72-hour epidural infusion of 0.125% levobupivacaine following total knee replacement: a prospective, randomized, controlled, multicenter evaluation

Background and aim of the work: To evaluate the efficacy in terms of pain relief and degree of motor impairment of a continuous epidural infusion of 0.125% levobupivacaine in patients undergoing total knee replacement surgery. Methods: 186 patients receiving effective epidural analgesia with 0.125% levobupivacaine during the first 24 hours after surgery were randomly allocated to receive postoperative analgesia for the following 48 hours consisting in either a continued epidural infusion of 0.125% levobupivacaine (Levobupivacaine group, n = 96), or IV PCA morphine only (Morphine PCA group, n = 90). An independent observer recorded the average amount of morphine required per hour following randomisation, pain intensity, degree of motor blockade and occurrence of side effects. Results: Median (range) hourly morphine consumption during the study period was 0.21 (0.00-4.65) mg/hr in the Levobupivacaine group and 0.43 (0.04-4.65) mg/hr in the Morphine PCA group (P = 0.005). The quality of pain relief was adequate (VAS < 30 mm) in both groups, but patients in the Levobupivacaine group showed lower VAS values during motion than patients in the Morphine PCA group (P = 0.001).
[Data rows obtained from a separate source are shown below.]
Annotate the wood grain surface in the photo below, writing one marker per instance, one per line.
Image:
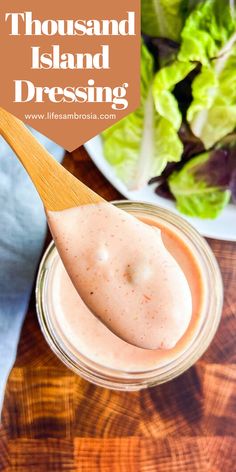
(55, 421)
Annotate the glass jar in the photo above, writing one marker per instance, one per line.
(129, 381)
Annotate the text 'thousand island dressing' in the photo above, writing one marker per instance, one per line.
(124, 274)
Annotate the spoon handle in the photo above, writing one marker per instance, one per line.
(57, 187)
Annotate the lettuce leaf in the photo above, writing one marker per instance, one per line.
(209, 31)
(164, 82)
(141, 144)
(162, 18)
(201, 187)
(212, 113)
(165, 18)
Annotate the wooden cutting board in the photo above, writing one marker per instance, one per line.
(55, 421)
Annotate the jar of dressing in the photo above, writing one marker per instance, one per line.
(87, 347)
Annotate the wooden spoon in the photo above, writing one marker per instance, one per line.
(58, 189)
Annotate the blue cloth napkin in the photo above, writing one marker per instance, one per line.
(22, 233)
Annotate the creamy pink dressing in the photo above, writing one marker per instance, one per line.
(124, 273)
(85, 335)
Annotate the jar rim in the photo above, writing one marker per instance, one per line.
(109, 378)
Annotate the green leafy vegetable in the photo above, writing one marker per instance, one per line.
(140, 145)
(212, 113)
(195, 192)
(162, 18)
(209, 31)
(165, 80)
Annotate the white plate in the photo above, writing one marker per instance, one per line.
(224, 227)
No differences in the proportion of patients with clinically relevant motor block (Bromage’s score 3 1) were reported between the two groups. Conclusions: Continuing the epidural infusion of a concentration of levobupivacaine as low as 0.125% improves pain relief with a 50% reduction of hourly morphine consumption after total knee replacement even during the second and third postoperative days, and does not result in a gross impairment of motor function.